Please suggest topics you would like to have a workshop on. Send an email to datascience@ucdavis.edu.

  • 10.30 - 12 February 3rd Slash and Burn Command Line and Git
    Duncan Temple Lang

    Materials from Workshop

    A hands-on practicum on the UNIX/Linux command line and Git version control during which we'll learn the basics of getting around using a command line shell and using Git to manage files. No prior experience is necessary. We'll download all the needed software and get it installed on our machines together, have some directed play on the command line, connect to a remote Git repository, and push a repo and commits to our own, remote Git repositories. We’ll spend very little time talking about what’s under the hood or investigating the many powerful tools that Git offers for advanced users. The workshop is a boots-on-the-ground, get your hands dirty practicum designed to get you up and running on your own computer and give you skills necessary to start using command line Git. (Note: if you don’t know what the command line is, you should definitely take this workshop.) No previous programming or Unix command line experience is necessary. This is a hands-on workshop, so participants must bring a laptop on which they have administrative privileges (the ability to install software) to the workshop.

  • 12-1.30 February 3rd Text Mining Fundamentals
    Carl Stahmer

    This workshop will introduce basic concepts in text mining and Natural Language processing through discussion and hands-on coding of text processing functions that lay the groundwork for nearly all text mining processes. No prior programming experience is necessary to take the workshop; however, familiarity with the command line and Git is a prerequisite. (Participation in the February 3rd workshop on command line and Git will prepare you well for this workshop.) We'll code together as a group, leaving no text-miner behind. Topics covered will include: Word frequency analysis, basic chunking/tokenization, token distribution, and keyword in context (KWIC) analysis. Please come to the workshop with a working R development environment and Git already installed and operational on your system.

  • February 10 Introduction to Bayesian Modeling Using Stan
    Speaker: Matt Espe, Postdoctoral Fellow in Data Sciences & Plant Sciences

    This talk will explore Bayesian modeling using the probabilistic programming language Stan. We will start with a crash course in Bayesian modeling, show when and why MCMC methods are needed, and then will touch on the pros and cons of various different MCMC samplers with hands-on examples. The talk will end with a demonstration of using Stan through multiple interfaces (R, command line, etc).

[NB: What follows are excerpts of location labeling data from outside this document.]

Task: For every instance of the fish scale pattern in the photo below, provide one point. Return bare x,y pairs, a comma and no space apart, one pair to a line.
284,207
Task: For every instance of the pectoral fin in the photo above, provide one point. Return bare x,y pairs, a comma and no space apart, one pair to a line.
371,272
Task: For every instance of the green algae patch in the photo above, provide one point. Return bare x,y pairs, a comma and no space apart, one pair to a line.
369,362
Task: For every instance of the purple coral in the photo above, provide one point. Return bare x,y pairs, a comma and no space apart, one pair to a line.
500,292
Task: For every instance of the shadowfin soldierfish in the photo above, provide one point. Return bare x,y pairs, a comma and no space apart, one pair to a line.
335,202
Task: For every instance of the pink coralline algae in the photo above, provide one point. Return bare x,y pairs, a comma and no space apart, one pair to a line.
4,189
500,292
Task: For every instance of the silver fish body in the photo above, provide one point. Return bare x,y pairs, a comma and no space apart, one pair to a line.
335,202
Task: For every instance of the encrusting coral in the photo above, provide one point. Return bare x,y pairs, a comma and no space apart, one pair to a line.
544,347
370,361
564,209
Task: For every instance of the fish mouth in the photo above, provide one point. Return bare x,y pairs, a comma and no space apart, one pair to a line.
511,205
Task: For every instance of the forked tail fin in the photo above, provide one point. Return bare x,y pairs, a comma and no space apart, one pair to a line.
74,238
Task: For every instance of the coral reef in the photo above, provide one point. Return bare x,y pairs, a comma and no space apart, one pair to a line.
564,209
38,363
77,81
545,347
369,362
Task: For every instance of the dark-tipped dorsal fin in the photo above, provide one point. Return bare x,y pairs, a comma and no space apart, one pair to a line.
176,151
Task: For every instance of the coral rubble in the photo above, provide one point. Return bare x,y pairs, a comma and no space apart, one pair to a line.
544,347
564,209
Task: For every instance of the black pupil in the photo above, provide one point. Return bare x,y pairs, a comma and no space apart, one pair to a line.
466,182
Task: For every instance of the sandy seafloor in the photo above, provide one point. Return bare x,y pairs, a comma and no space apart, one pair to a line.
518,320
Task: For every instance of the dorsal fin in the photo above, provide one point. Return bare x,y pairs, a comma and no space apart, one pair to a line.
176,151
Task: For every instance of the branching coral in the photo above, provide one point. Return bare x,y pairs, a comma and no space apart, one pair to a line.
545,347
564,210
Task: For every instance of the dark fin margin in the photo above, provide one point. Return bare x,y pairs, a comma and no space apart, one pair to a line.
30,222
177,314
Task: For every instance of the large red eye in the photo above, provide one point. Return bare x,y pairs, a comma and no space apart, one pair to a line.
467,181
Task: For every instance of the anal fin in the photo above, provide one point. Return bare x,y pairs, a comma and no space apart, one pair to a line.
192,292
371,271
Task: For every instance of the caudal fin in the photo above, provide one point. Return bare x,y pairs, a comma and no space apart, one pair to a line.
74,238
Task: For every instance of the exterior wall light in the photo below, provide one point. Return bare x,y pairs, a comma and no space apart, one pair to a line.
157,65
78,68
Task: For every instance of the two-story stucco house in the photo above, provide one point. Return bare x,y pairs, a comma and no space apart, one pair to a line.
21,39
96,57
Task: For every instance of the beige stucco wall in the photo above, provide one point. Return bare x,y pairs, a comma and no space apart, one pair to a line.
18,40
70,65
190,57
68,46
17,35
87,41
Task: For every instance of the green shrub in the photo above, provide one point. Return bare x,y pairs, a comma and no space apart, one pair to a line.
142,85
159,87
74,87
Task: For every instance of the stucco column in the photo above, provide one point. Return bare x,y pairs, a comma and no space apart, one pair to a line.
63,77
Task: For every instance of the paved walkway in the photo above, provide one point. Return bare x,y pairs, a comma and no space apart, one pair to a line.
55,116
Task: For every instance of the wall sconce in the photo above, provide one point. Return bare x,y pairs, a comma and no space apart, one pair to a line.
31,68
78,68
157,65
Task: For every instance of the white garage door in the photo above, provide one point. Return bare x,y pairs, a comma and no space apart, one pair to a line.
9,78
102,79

  • February 17 Natural Language Processing: Text Normalization and Entity Extraction
    Carl Stahmer

    This hands-on workshop will introduce a collection of basic practices in Natural Language Processing. Topics covered will include: Named entity extraction, part of speech tagging, stemming, and lemmatization. Participants must have some programming experience in R and familiarity with the Unix command line and Git. (Participation in the January 20th workshop on Slash and Burn Command Line and Git and the February 3rd workshop on Text Mining Fundamentals will prepare you well for this workshop.) Please come to the workshop with a working R development environment and Git already installed and operational on your system.

  • February 24 Debugging in R
    Speaker: Duncan Temple Lang (R-core development team member, ...)

    We'll discuss strategies and tools for debugging R code, cover some examples and answer lots of questions.

  • March 3 Natural Language Processing: Form and Meaning
    Carl Stahmer

    This workshop will cover two NLP methods for assessing syntactic and semantic complexity and identifying key concepts represented in texts. Specific topics covered will include: hapax richness, author attribution, and Term Frequency-Inverse Document Frequency (TF-IDF) weighting. Participants must have some programming experience in R and familiarity with the Unix command line and Git. (Participation in the January 20th workshop on Slash and Burn Command Line and Git and the February 3rd workshop on Text Mining Fundamentals will prepare you well for this workshop.) Please come to the workshop with a working R development environment and Git already installed and operational on your system.

  • March 10 Natural Language Processing: Text Classification
    Carl Stahmer

    This hands-on workshop will cover the theory and practice of Topic Modeling as a method of untrained text classification. We will run a variety of models on the same corpus, identifying and discussing the function of model parameters and their effect on output. Validation practices will also be discussed. Participants should have moderate experience R and Git. Familiarity with the R “TM” package will be beneficial but is not required. (Participation in the previous four workshops in this series will prepare you well for this workshop.) Please come to the workshop with a working R development environment and Git already installed and operational on your system.